When we are so attached to our ideas that it seems like those ideas are our essential identity, that's Ego in operation, working very hard to keep us isolated from each other so we don't experience love through a human connection. I am not my ideas or my problems or even a body, for that matter. I am Spirit. Call it energy or any other vocabulary word that feels comfortable - the point is that each of us is consciousness, and we connect to each other via that consciousness. Hippy Dippy Airy Fairy New Agers like me believe in Unity Consciousness which means that we are all part of one universal consciousness.
Since there's no way any living human can say for sure what happens when we die, all anyone can really do is listen to various stories and decide which one is his/her favorite. Personally, I like the idea that our energy is released from our bodies and is absorbed back into the universe - we go back to The Force from which we came just like Obi-Wan Kinobe.
It's just as likely, however, that when you're dead you're dead. Ashes to ashes, dust to dust. The point is that we all make choices about what we like to believe - some people are simply more aware of making a choice, that's all.
So I choose to be Airy Fairy and Pinko chooses to be a skeptic who requires empirical data. He really does think I'd be better off as a skeptic too, in exactly the same way he believes I'll be better off once I get to the doctor to get checked for Sleep Apnea. If my disruptive snoring and the accompanying gurgles are causing my high blood pressure, and there's a remedy - of course I'll be better off by going to the doctor about it. I'm not so sure Pinko would be better off as an Airy Fairy, though. He's pretty comfortable like he is. In a way, he kind of reminds me of Woody and A Hippie's Despair.
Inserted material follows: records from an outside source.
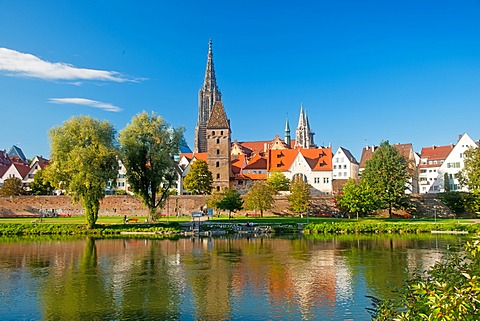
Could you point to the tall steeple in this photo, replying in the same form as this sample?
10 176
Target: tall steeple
207 96
287 134
303 134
A Hippy's Despair is a condition in which someone who was passionately idealistic back in the 60's - like Woody Konopak, for example, who came back from Vietnam and joined the peace movement, tossing tear gas grenades back at the cops during demonstrations, etc - looks around at the world today and knows in his/her bones that almost every single one of their accomplishments have been buried under the pile of shit trickling down on everyone since Ronald Reagan took office. Worse, s/he will be dead long before there's an improvement in the world - unless some dramatic crisis leads to an immediate, global shift in policies and procedures. As Woody often says, "Ain't going to happen." So that once idealistic, passionate activist for peace, social and economic justice and sustainability sits on a threadbare armchair, not doing much of anything besides bitching to high heaven, and maybe drinking, going through the motions of daily life until s/he can finally die.
Hippy's Despair is bleak, and a lot of people suffer from it. Bouts of it are particularly prevalent after elections when every channel on the TV is filled with pundits spewing shit, Left, Right and Center - and all of that shit is propaganda.
I suspect that Pinko's skepticism is similar in that he used to be all into an organization called Avatar, and before that he was involved in something that was kind of like EST redux. He says he got a lot of benefit from them both until the hard sell started and the whole Avatar thing became a pyramid scheme much like Spiritual Amway. So the individuals who were leading him down a satisfying spiritual path turned into money grubbing charlatans before his very eyes. You can see how he'd become a skeptic. And when you factor in the bible thumpers from his high school in Dallas who came to the hospital after he'd had a major, ICU kind of accident to rope him into their club - it's easy to see how he'd be demanding substantiated proof for all kinds of fantastic claims.
Oh well. What's done is done, and really, no matter how Pinko got to be the thinker he is today, when I look at him, all I see is the spirit inside the man. He's got a great big, sensitive, loyal, gentle spirit - bigger than any I've ever let come this close. I'll be glad when we're in the same bed again, not talking about anything.